Au cours de l’année 2018, alors que Daech recule de plus en plus sur le terrain, l’Etat islamique (EI) résiste sur un autre front, celui du djihad médiatique. Les nouvelles productions, en nombre certes réduit, continuent d’être diffusées sur le web, tandis que les archives relatives à l’idéologie, la doctrine, la stratégie et les modes opératoires demeurent disponibles.
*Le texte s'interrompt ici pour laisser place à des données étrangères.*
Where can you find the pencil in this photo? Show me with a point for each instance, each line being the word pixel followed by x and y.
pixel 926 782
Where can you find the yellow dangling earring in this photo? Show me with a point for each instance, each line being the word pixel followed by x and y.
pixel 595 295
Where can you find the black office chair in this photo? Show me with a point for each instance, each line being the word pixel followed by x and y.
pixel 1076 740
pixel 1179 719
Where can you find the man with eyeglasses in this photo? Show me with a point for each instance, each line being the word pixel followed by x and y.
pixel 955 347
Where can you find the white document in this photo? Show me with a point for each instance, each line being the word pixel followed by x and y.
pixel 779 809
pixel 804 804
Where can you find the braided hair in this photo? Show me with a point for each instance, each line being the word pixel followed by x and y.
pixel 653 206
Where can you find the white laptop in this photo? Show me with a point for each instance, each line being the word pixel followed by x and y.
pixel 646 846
Les schémas de dissémination ont évolué : les djihadistes se sont repliés des grands réseaux sociaux vers le deep web et les applications de messageries chiffrées telles que Telegram, rendant l’offre idéologique des groupes djihadistes moins immédiatement accessible au grand public. Néanmoins, ceux-ci s’efforcent toujours avec constance de faire émerger leurs contenus sur les réseaux sociaux où la viralité confère une portée plus significative à chaque contenu. Ils les disséminent également vers un nombre croissant de plateformes – clouds ou sites de partage de fichiers -, parfois submergés de propagande djihadiste. Parallèlement, la mouvance d’ultra-droite, atomisée, est en phase de structuration et d’intensification de son activité, avec un point d’orgue lors de la diffusion de la vidéo de l’attentat contre les mosquées de Christchurch le 15 mars 2019.